I think every Rivette movie is at least good. Most of them are excellent. If I had to pick out a lower tier, it would be: Love on the Ground, Wuthering Heights, Va Savoir, The Duchess of Langeais, and Around a Small Mountain.
Recommended viewing itineraries
Most hardcore: Everything, chronologically. It wouldn’t be the end of the world if you skipped Wuthering Heights.
More hardcore: Paris Belongs to Us, The Nun, Out 1, Céline and Julie Go Boating, Duelle, Noroît, Merry-Go-Round, Le Pont du Nord, Gang of Four, La Belle Noiseuse, Joan the Maid, Haut bas fragile, Secret Défense, The Story of Marie and Julien
Most people likely to be reading this: Paris Belongs to Us, Céline and Julie Go Boating, Duelle, Gang of Four, La Belle Noiseuse. Optional (continuing in this order, leaving out anything you aren’t interested in): Out 1, Noroît, Le Pont du Nord, Joan the Maid, Haut bas fragile, Secret Défense, The Story of Marie and Julien
Casual interest only: Céline and Julie Go Boating, La Belle Noiseuse
Appendix: PAL speedup and what to do about it
PAL is a terrible DVD format, but unfortunately many films (particularly films from Europe) have only been released on PAL. One of the worst things about PAL is PAL speedup. PAL plays at 25 frames per second rather than 24 frames per second, which speeds a film up by about 4%. A two hour film plays five minutes shorter. This raises the pitch of the audio, creating a “Chipmunk effect.” Some people find this effect more noticeable than others; it stands out the most in musical vocals. If you download a video file and are unsure if it was ripped from a PAL source, compare the actual running time of the file with the official running time listed on IMBD or Wikipedia. If the video file is 4% shorter, you’ve got a case of PAL speedup.

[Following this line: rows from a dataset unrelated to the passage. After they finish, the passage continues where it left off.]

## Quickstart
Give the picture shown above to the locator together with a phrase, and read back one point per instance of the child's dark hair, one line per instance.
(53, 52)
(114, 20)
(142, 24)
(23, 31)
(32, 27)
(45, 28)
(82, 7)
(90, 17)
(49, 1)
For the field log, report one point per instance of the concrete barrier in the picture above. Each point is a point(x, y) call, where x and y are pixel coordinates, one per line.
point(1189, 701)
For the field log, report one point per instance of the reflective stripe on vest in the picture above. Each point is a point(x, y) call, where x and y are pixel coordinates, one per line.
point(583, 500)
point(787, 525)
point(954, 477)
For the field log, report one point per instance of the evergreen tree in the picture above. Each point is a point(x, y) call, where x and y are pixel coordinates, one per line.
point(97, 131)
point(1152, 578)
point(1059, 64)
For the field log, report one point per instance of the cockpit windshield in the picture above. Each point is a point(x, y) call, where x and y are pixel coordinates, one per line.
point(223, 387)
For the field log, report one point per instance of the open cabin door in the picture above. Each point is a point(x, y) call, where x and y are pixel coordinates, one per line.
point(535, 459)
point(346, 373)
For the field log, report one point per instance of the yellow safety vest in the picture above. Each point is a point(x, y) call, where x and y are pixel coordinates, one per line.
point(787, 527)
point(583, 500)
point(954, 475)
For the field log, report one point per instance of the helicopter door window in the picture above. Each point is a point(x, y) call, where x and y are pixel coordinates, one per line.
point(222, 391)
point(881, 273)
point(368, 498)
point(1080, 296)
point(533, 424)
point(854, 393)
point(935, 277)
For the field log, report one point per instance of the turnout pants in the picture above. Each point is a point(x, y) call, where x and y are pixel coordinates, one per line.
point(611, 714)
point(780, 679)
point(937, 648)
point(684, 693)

I don’t know of a direct solution for PAL DVDs, but if you can rip a video file from the DVD (or otherwise acquire such a file, through legal means, of course!), there is an easy fix: Use VLC media player. Click ‘Tools’, then ‘Preferences’. At the bottom of the screen, click ‘All’ under ‘Show settings’. Click ‘Input/Codecs’ and then change playback speed from 1.00 to .96. Finally, click ‘Audio’ on the left menu and deselect ‘Enable time stretching audio’. Voilà!